Limitation on Pre-CFC Group Disallowed BIE Carryforward
The 2021 Final Regulations rejected a comment to remove the rule that disallowed BIE carryforwards of a CFC group member that arose in a taxable year before it joined the CFC group in excess of the cumulative section 163(j) pre-group carryforward limitation. Consolidated return separate return limitation year (SRLY) principles apply with respect to CFCs with disallowed BIE carryforwards that join a CFC group. The government continues to study the application of section 163(j) and section 382 to foreign corporations.
CFC Safe Harbor
The 2020 Proposed Regulations provided a safe harbor, which was a year-by-year election, that would exempt certain CFCs from section 163(j) if the safe harbor requirements are satisfied.
The 2021 Final Regulations expand the scope of this safe harbor election, which may be made with respect to a stand-alone applicable CFC or CFC group if its BIE does not exceed either (i) its BII, or (ii) 30 percent (50 percent for taxable years beginning in 2019 or 2020) of the lesser of its qualified tentative taxable income or the sum of its eligible amounts. “Qualified tentative taxable income” is TTI attributable to non-excepted trades or businesses. “Eligible amounts” are the combined subpart F income and GILTI inclusions, reduced by any deductions under section 245A, a domestic corporation would include in gross income as if the CFC (or CFC group members) were wholly owned by such domestic corporation that had no other assets and no other items of income, gain, deduction or loss. Thus, under the 2021 Final Regulations, if either a standalone applicable CFC or a CFC group has BII that is greater than or equal to its BIE, it is not necessary to determine its qualified tentative taxable income or eligible amount in order to make the safe-harbor election. However, consistent with the 2020 Proposed Regulations, the election may not be made for a CFC group that has pre-group disallowed BIE carryforwards.
CARES Act CFC Rules
The 2021 Final Regulations (consistent with the 2020 Proposed Regulations) provide for special rules implementing the temporary section 163(j) limitation increase to 50 percent of ATI provided under the CARES Act for CFC groups (rather than the CFC group member). The 2021 Final Regulations also provide rules for CFC groups seeking to make the election provided under the CARES Act to use 2019 ATI instead of 2020 ATI for purposes of calculating their 2020 section 163(j) limitation.
RIC Interest Dividends
For certain items, a shareholder in a RIC may treat a dividend received by the RIC in the same manner (or a similar manner) as the shareholder would treat the underlying item of income or gain if the shareholder realized it directly. The 2020 Proposed Regulations extended this “conduit treatment” to “section 163(j) interest dividends,” which are limited to the excess of (A) the RIC’s BII for the taxable year over (B) the sum of (i) the RIC’s BIE for the taxable year and (ii) the RIC’s other deductions for the taxable year that are properly allocable to the RIC’s BII. Like the 2020 Proposed Regulations, the 2021 Final Regulations provide that a RIC shareholder that receives a section 163(j) interest dividend may treat the dividend as interest income for purposes of section 163(j), subject to holding period requirements and other limitations.

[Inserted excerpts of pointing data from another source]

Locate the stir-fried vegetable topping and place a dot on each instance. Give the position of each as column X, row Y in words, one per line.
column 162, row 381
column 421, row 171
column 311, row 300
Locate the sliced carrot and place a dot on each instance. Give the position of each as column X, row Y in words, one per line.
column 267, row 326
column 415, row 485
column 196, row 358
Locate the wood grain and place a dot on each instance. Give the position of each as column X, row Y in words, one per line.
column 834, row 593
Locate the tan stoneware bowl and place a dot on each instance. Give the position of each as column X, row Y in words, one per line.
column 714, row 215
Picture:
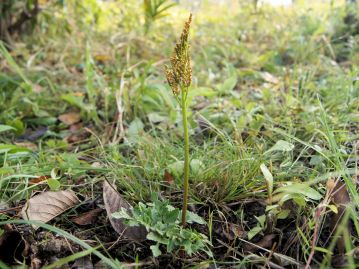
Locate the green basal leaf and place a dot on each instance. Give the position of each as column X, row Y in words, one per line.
column 300, row 188
column 281, row 145
column 194, row 218
column 4, row 128
column 156, row 250
column 253, row 232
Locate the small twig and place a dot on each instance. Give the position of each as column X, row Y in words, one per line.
column 119, row 131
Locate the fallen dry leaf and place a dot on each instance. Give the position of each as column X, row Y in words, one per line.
column 113, row 203
column 70, row 118
column 87, row 218
column 48, row 205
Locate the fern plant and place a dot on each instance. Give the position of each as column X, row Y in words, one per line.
column 179, row 77
column 154, row 10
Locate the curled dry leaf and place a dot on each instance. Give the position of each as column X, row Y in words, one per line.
column 12, row 247
column 87, row 218
column 70, row 118
column 113, row 203
column 48, row 205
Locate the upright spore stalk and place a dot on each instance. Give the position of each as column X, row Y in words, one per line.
column 179, row 77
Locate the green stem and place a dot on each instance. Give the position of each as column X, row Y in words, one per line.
column 186, row 155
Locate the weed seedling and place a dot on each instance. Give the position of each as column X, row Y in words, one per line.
column 179, row 77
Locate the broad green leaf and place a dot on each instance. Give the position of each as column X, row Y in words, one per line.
column 157, row 238
column 281, row 145
column 194, row 218
column 4, row 128
column 283, row 214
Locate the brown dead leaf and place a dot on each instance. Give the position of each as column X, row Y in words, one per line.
column 48, row 205
column 87, row 218
column 266, row 242
column 113, row 203
column 12, row 247
column 70, row 118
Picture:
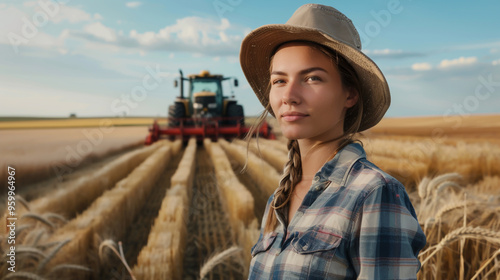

Qualifying Real Property Businesses
Subject to certain conditions, a trade or business can elect not to apply the section 163(j) limitation if it qualifies as a real property trade or business as defined in section 469(c)(7)(C) (a “Real Property Business”). Section 469(c)(7)(C) defines a Real Property Business as “any real property development, redevelopment, construction, reconstruction, acquisition, conversion, rental operation, management, leasing, or brokerage trade or business.” The Code does not define, however, the meaning of all of these listed terms. The 2021 Final Regulations rejected a comment to revise these definitions and instead adopt the definitions of “real property development” and “real property redevelopment” as provided in the 2020 Proposed Regulations.